Methods: 3 C57BL/6NRj mice were euthanized. The cervicothoracic spine was scanned in a µCT. The scan data was segmented and exported as a 3D model to a 3D software. Next the cervical vertebral bodies C4 and C5 were virtually removed and a tube shaped intervertebral implant with additional plate for fixation was designed. The implant was then fabricated on a stereolithography 3D printer measuring 4100 µm (+/- 40) x 1600 µm (+/- 12). In a next step the implants were implanted into 9 mouse cadavers after removal of 2 cervical vertebrae with a micro drill via an anterior approach and fixed with micro screws. After the preparation, all cadavers received transcardiac and esophageal perfusion with a radiopaque casting agent. The samples then underwent µCT scanning.
Results: The surgical procedure was carried out in 9 murine cadavers. In the first 4 cases, a fracture of the implant or bone occurred during insertion. These cases were excluded from further analysis. In the further cadavers, the surgical procedure was carried out successfully. The aim of implant and screw placement, and µCT scanning was achieved in all 5 cases. Mean surgical time was 35 min +/- 13 min. In 2 of the 5 cases vertebrae C4/5 and in 3 of the 5 cases vertebrae C5/6 were successfully removed.

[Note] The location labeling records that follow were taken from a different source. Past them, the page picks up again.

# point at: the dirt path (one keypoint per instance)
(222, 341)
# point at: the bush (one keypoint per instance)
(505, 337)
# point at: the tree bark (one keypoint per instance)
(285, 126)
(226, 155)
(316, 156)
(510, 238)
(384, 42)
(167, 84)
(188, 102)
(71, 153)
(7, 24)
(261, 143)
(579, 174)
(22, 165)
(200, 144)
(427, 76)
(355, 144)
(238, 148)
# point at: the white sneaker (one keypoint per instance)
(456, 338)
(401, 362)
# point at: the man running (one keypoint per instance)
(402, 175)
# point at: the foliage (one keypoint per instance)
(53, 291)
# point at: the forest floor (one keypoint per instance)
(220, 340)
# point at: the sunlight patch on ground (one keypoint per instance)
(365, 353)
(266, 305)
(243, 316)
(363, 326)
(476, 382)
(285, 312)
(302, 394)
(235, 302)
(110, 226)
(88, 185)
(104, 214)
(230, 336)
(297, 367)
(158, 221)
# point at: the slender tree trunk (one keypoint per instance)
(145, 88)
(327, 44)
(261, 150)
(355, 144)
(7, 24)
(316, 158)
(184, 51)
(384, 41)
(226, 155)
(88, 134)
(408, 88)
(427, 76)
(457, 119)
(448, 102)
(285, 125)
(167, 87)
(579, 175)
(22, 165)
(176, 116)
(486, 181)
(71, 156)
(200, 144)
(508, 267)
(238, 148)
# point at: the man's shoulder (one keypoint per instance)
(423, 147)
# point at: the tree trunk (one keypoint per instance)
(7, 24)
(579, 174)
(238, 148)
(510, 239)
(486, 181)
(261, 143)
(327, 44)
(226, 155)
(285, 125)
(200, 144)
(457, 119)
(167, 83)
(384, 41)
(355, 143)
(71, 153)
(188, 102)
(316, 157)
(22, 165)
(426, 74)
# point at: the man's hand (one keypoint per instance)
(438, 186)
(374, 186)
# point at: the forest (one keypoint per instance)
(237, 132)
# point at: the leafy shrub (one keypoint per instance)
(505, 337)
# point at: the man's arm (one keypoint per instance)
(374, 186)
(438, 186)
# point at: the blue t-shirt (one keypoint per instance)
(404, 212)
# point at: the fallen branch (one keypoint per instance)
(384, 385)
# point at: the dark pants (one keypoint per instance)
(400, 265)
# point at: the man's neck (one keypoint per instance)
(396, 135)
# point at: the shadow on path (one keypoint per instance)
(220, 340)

A screw deviation with intraspinal screw position was observed in 7/10 screws (70%). Other gross misalignments of the implants were not observed. Leaking of the contrast agent indicating lesions of the carotid arteries or the esophagus were not observed.
Conclusion: Our study demonstrates that a murine model for spine implants is feasible from the surgical and imaging perspective, while especially the screw fixation of the implants still needs to be improved. Our 3D printing technique allows fast fabrication of individual implants. Animal studies will be needed to test the feasibility of the model for in vivo examinations.